Hindlimb claudication reflects impaired nitric oxide-dependent revascularization after ischemia

Abstract

Although vascular remodeling is important in preventing tissue damage and restoring muscle function, there is no evidence of a relationship between vascular remodeling and muscle function after peripheral vascular occlusion. Nitric oxide (NO) has been implicated in the process of vascular remodeling in hindlimb ischemia. Thus, development of alterations in hindlimb gait after ischemia may be associated with impaired nitric oxide-dependent, vascular blood flow recovery. We evaluated hindlimb gait as an index of ischemia-induced revascularization and tested the effects of NO synthase inhibition on both hindlimb blood flow and hindlimb gait locomotion. After 14 days of ischemia, the ischemic hindlimb showed no significant differences in gait locomotion compared to the sham-operated hindlimb.
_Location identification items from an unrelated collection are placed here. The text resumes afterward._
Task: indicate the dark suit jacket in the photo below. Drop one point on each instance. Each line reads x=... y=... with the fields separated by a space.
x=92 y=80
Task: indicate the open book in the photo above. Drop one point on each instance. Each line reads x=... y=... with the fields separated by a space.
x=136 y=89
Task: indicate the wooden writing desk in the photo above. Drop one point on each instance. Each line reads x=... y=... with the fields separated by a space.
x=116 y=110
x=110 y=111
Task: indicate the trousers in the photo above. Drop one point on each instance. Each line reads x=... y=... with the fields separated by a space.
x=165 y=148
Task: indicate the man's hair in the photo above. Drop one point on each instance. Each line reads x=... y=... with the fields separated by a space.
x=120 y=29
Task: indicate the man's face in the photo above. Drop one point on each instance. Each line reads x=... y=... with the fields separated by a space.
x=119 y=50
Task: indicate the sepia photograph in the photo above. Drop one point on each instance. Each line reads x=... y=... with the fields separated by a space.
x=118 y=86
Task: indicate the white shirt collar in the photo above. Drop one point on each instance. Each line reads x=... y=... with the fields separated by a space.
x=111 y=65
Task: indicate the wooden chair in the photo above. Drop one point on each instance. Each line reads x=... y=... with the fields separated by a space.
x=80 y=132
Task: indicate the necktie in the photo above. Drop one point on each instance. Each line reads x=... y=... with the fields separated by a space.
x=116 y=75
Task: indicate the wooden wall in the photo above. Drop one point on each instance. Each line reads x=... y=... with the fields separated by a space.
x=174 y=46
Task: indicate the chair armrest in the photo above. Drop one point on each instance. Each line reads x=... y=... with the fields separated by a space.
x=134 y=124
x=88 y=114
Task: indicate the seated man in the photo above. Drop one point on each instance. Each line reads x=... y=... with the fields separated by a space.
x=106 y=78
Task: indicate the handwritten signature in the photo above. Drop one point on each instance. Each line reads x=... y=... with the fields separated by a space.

However, hindlimb ischemia drastically reduced hindlimb blood flow from 46 ± 3 mL/min/100 g to 12 ± 2 mL/min/100 g which reverted to 33 ± 5 mL/min/100 g after 14 days of ischemia. eNOS mRNA expression levels at 3, 7, 14, and 28 days after initiation of ischemia, were increased by 50 ± 5%, 100 ± 10%, 140 ± 8% and 270 ± 12% respectively and eNOS protein expression levels at 7, 14, and 28 days, were increased by 28 ± 3%, 62 ± 6% and 80 ± 16% respectively. However, eNOS inhibition caused by l-NAME treatment prevented blood flow recovery and correction of abnormal gait locomotion in rats. Thus, the duration of the stride-swing phase increased and the stride length decreased. The knee joint angle decreased during flexion and extension with eNOS inhibition. In conclusion, ischemia-induced revascularization is associated with recovery of both hindlimb blood flow and normal gait locomotion. Moreover, prevention of NO synthesis, a key messenger in ischemia-induced revascularization, is associated with impairment in hindlimb locomotion. Thus, gait locomotion represents a functional model that could be used to evaluate the degree of ischemia-induced revascularization.